Construct validity and factor analysis

The data met the Kaiser–Meyer–Olkin measure (0.89) and the Bartlett’s test of spherity criterion (p < 0.001) for performing PCA. Following the Kaiser’s criterion, components with an eigenvalue > 1.0 were contained. The PCA was performed on the entire sample (n = 225) and the eight items of the WEL-SF loaded on one component only (Table 4) with an eigenvalue of 5.04 explaining 63% of the total variance. When performing the PCA on each of the subsamples this picture did not change. The 1 component solution had an eigenvalue (explained variance) of respectively 4.5 (56.4%) and 5.2 (65%) for the non-operated and operated sample. In comparison, Ames’ one-component solution accounted for 49% of the variance.

Convergent validity

The correlation matrix for the sum score of the WEL-SF and the validating instruments covering our sample is illustrated in Table 5. The correlations ranged from .34 to .45 for all patients which represents a medium strong correlation (Cohen, 1988). Separating the groups, the correlations ranged from .12 to .37 in the non-operated group and .08 to .30 in the operated group, i.e., non to moderate strong correlations (Table 5).

Sensitivity

WEL-SF sum score was lower in the non-operated than in the operated group in unadjusted analysis (Table 1). This difference remained using multiple regression as the WEL-SF sum score was 12.55 (95% CI: −16.59, 8.51) points lower in the non-operated than in the operated group (p < 0.001) (not shown).

Strength and limitations

A cross-sectional design represents potential limitations due to its lack of time measurement (Polit & Beck, 2008). Nevertheless, we find this methodological approach appropriate for the present study due to our intention of inferring WEL-SF’s present psychometrical properties for future predictive purposes.

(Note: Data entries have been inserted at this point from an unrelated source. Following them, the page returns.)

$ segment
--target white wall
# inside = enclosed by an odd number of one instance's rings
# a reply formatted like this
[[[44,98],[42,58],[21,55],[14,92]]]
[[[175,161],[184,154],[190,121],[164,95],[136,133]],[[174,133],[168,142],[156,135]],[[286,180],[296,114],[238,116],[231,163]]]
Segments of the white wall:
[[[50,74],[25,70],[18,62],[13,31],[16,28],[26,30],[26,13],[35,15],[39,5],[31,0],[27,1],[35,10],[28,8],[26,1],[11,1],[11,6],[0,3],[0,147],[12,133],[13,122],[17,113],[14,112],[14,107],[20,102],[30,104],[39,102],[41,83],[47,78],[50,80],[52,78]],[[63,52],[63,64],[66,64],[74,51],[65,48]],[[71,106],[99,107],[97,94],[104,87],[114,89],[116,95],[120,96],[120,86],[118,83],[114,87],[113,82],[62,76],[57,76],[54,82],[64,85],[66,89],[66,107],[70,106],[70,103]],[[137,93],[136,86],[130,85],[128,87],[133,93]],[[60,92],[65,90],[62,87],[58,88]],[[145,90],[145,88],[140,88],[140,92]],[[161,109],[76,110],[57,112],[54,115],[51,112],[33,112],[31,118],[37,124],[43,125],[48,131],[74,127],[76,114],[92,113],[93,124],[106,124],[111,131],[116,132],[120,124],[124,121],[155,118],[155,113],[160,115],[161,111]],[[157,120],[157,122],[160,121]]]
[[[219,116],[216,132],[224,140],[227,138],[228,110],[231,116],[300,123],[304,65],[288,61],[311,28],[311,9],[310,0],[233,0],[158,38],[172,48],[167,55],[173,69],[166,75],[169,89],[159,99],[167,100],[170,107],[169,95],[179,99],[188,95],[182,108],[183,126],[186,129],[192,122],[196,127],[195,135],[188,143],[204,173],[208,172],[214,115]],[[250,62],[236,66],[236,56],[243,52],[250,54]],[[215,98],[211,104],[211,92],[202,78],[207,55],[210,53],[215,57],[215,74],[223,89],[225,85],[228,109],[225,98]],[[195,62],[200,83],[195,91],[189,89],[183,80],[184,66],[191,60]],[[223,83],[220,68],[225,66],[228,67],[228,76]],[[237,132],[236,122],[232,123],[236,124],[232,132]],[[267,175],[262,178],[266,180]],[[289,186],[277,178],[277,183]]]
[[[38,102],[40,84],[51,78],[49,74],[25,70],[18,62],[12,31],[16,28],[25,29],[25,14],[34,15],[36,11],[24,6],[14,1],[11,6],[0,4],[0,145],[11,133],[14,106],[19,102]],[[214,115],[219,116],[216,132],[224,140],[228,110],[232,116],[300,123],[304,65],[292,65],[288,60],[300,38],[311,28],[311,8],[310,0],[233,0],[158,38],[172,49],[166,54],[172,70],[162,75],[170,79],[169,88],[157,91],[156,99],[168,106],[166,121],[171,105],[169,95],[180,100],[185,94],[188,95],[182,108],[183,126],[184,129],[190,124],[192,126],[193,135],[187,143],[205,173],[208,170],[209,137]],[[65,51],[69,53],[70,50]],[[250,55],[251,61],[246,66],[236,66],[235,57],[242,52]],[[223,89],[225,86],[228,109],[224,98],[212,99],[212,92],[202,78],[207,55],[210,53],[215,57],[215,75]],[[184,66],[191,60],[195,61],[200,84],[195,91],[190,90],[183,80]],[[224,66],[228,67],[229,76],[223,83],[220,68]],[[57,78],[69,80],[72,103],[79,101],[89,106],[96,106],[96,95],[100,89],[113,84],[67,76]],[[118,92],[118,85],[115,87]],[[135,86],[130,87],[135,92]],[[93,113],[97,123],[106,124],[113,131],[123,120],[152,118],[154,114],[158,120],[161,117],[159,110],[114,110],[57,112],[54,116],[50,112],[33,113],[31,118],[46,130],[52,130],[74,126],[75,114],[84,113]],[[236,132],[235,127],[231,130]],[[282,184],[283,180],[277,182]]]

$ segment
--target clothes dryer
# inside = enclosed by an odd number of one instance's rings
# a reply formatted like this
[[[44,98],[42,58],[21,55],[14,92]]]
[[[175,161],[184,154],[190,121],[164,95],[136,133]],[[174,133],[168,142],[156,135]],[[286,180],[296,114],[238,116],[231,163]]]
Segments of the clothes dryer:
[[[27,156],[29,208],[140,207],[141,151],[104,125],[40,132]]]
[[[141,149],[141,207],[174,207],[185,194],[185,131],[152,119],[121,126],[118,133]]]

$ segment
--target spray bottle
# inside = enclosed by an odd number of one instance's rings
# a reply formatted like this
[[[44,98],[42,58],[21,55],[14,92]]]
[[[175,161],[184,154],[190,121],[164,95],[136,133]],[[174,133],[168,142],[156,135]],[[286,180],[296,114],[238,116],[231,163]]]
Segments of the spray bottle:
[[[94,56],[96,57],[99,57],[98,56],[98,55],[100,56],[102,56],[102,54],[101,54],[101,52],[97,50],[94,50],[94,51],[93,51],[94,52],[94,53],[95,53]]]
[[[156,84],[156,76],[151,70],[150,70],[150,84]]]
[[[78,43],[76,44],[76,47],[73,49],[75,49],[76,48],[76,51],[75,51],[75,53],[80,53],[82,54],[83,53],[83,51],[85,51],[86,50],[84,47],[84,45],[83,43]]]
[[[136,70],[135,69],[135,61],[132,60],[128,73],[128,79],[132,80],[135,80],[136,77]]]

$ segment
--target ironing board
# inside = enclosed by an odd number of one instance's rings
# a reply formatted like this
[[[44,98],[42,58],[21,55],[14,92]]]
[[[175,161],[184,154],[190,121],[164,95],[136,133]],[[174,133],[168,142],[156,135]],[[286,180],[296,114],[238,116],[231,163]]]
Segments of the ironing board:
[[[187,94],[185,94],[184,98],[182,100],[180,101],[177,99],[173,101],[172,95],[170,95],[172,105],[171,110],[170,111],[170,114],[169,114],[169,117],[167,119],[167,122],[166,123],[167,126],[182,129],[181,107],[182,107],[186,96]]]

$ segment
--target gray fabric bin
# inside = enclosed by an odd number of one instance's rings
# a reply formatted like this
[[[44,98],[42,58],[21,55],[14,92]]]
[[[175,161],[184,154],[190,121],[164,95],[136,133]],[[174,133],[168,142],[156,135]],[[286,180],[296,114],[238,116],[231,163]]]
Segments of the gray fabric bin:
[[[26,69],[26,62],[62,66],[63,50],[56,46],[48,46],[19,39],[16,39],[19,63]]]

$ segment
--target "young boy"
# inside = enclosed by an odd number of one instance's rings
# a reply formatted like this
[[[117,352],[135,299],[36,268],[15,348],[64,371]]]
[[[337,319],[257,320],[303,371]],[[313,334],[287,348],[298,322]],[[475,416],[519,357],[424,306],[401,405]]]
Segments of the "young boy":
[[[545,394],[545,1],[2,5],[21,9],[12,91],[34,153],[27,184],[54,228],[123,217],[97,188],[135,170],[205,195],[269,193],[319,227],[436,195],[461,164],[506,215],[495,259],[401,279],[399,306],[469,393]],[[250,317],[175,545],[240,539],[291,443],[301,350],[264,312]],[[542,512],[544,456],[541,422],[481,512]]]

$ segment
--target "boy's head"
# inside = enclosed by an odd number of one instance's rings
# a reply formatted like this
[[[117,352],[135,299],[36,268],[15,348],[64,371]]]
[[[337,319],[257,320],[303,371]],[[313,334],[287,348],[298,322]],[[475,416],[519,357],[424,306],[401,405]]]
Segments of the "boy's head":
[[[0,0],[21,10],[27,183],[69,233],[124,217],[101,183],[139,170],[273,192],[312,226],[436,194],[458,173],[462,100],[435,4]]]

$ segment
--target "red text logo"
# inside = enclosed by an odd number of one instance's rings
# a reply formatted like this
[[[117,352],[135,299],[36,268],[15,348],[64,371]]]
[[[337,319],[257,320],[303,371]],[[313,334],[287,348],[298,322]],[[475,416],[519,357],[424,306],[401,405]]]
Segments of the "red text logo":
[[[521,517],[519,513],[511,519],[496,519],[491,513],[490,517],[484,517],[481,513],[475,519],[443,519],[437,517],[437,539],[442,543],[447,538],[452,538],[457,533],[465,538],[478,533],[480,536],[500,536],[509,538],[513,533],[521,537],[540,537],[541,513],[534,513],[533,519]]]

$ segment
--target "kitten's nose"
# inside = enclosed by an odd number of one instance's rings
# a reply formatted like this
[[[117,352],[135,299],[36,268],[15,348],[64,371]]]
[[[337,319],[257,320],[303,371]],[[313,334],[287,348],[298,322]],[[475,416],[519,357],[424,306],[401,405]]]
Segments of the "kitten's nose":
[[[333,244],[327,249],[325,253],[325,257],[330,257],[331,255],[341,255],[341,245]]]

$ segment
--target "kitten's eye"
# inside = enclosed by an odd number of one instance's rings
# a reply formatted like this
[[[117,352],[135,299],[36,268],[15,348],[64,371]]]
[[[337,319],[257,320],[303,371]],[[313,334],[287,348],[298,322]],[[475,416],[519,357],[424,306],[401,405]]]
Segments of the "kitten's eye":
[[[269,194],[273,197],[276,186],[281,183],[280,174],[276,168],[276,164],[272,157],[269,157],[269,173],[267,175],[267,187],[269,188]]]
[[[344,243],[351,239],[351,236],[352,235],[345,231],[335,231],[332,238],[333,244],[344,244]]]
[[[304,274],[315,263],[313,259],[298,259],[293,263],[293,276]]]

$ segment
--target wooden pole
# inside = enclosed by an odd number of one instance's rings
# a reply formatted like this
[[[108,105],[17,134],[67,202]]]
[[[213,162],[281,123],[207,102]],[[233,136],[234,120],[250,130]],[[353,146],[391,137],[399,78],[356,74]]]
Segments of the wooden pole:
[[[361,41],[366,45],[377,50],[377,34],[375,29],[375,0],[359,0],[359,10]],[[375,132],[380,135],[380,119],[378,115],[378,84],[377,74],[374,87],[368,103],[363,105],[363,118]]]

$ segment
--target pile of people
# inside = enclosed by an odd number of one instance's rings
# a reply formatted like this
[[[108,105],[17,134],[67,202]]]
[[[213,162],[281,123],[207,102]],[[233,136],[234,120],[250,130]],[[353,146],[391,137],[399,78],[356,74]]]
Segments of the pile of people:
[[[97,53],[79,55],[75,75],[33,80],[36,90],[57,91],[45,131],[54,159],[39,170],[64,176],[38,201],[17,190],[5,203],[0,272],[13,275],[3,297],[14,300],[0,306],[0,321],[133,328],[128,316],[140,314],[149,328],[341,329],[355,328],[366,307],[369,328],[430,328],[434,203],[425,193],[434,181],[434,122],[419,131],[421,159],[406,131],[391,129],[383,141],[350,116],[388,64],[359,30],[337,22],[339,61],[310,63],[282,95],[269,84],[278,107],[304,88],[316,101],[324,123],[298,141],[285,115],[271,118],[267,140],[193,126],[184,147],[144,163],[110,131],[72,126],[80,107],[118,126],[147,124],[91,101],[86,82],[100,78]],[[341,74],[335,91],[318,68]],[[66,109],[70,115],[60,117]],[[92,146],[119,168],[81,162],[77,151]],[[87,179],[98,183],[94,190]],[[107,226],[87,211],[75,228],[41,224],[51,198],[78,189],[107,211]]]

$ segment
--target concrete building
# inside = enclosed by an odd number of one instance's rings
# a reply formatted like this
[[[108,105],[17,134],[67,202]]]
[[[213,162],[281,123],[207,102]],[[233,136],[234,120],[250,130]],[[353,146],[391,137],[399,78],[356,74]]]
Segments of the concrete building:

Data from both non-operated and operated patients strengthened the study in terms of a larger sample-size, and by bringing the opportunity to assess the WEL-SF’s sensitivity for the overall different eating pattern between the two groups. The subgroups were similar regarding socio-demographic variables, but had different health profiles, as expected. This was, nevertheless, taken into account by conducting the statistical analysis for the two subsamples in addition to the entire sample to visualize the outcome differences and similarities.

We noted some possible problems with ceiling effect in the operated group. This may be a problem if the WEL-SF is to be used for measuring change over time because of potentially low responsiveness beyond one year after surgery. Studies with longer follow-up should be performed in order to explore this issue, and caution must be taken in future studies if ceiling effects are common in Norwegian bariatric patients.

The response bias (Polit & Beck, 2008) was reduced due to the consecutively and convenient sampling procedure, contributing to a very high response rate and only one missing value. The referral of patients to the hospital from general physicians throughout the country strengthens the representativeness and generalizability of the results. Nevertheless, as most of the respondents were Caucasian, all admitted for surgery, the results may not be valid for obese patients from other ethnic groups, or for those seeking non-surgical treatment.